ALEC model bills have mirrored a broad range of North Carolina legislation. For example, Tillis voted in favor of a 2014 law to make it a crime to disclose chemicals used in fracking. ALEC published its similar “The Disclosure of Hydraulic Fracturing Fluid Composition Act” model bill in 2011.
ALEC-affiliated lawmakers used a model bill in an attempt to repeal North Carolina’s renewable energy mandate in 2013. Tillis said he favored an “orderly exit” of the renewable mandate in 2014, according to the Charlotte Observer; he still touts the standards as an environmental achievement on his website.
According to campaign finance nonprofit Open Secrets, Tillis has received a career total of $787,627 from fossil fuel industry donors and Rouzer has received a total of $208,326. Rouzer purchased up to $30,000 in fossil fuel-focused investment funds in November 2023.
Storm resiliency
Rouzer and Tillis voted against the Inflation Reduction Act, which provides billions in financial assistance to clean energy infrastructure projects.

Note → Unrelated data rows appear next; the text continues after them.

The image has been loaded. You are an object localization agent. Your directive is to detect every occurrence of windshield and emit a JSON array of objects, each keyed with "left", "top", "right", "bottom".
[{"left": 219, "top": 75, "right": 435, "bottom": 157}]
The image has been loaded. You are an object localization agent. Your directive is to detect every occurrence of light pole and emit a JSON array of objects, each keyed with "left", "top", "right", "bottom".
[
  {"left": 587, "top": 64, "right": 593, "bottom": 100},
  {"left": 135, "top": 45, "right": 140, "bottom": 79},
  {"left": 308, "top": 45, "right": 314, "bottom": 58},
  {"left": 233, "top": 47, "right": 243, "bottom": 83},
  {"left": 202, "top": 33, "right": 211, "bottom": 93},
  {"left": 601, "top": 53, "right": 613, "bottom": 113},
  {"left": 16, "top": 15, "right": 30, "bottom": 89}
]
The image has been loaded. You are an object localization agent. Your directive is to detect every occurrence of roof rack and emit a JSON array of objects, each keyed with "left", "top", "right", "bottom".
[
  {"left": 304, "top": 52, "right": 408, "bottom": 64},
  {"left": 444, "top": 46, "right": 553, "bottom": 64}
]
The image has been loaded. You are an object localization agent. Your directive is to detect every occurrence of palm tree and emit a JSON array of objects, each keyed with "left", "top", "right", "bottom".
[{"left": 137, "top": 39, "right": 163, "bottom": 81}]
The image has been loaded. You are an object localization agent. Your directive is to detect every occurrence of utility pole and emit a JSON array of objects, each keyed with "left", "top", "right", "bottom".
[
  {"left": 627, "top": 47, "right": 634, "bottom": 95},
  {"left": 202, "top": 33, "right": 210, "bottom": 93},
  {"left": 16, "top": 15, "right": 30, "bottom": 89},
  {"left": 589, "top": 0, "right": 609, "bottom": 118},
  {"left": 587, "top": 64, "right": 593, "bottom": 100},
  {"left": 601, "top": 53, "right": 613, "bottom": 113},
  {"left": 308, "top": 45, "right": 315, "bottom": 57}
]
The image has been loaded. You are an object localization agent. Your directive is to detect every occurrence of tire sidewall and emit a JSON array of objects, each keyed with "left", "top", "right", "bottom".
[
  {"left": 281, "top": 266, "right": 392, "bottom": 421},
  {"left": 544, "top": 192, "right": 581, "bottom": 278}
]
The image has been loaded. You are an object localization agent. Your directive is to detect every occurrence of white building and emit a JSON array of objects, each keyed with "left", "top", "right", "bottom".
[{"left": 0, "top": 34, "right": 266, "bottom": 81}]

The law expands FEMA grant eligibility for low-carbon construction and energy-efficient building codes.
Gov. Roy Cooper sent out a press release in July warning North Carolina would lose millions in FEMA funding due to a 2023 law, H.B. 488, blocking building energy code updates until 2031. Former FEMA director Craig Fugate and former FEMA national flood insurance program director Roy Wright raised similar concerns that the bill would reduce North Carolina eligibility for a broad range of grant opportunities and diminish storm resiliency.
Tillis, Rabon, Jackson, Iler and Rep. Davis voted in favor of a 2013 bill, HB 120, that shifted most of the state’s building code updates from three-year to six-year cycles. This stalled the adoption of the International Code Council’s triannual model code updates used by most states, including a 2015 provision requiring new homes in flood zones to be built a foot above the anticipated height of significant floods.
The Insurance Institute for Business and Home Safety urged North Carolina to reinstate regular building code updates in a 2018 report; it said HB 120 caused NC to remain one or two cycles behind the latest national codes. The Insurance Institute criticized North Carolina’s building code reform moratoriums again in April 2024, describing H.B. 488 as “the most concerning negative action” among 18 hurricane-prone states since 2021.
The North Carolina Home Builders Association wrote HB 488 and was its primary sponsor. Meanwhile, the National Home Builders Association has pushed to repeal the Inflation Reduction Act’s $1 billion energy code grant program and extend FEMA grant eligibility to states with outdated building codes.
Rouzer voted in favor of three recent House bills backed by the lobby group — the Lower Energy Costs Act, the Promoting Resilient Buildings Act, and the Limit, Save, and Grow Act — that would roll back energy efficient building code incentives and eligibility requirements; Tillis voted in favor of a 2023 amendment to remove the requirements from HUD loan eligibility.
In March, Rouzer co-introduced permit reform legislation the National Home Builders Association helped draft. The congressman argued the bill would increase efficiency without undermining environmental regulations; groups including the Southern Environmental Law Center argued it would shield polluters from Clean Water Act liability.
Last week, Rouzer joined nine lawmakers in a letter to the White House requesting “as much leniency” as possible to interpret and waive federal regulations such as the Clean Water Act to expedite post-Helene reconstruction.
Clean Cape Fear co-founder Emily Donovan criticized the request and argued reconstruction should emphasize storm resiliency. She noted homeowners in Leland’s Stoney Creek neighborhood were sold homes in a floodplain; property owners suffered severe property damage after Hurricane Florence in 2018 before being flooded again last month during PTC8.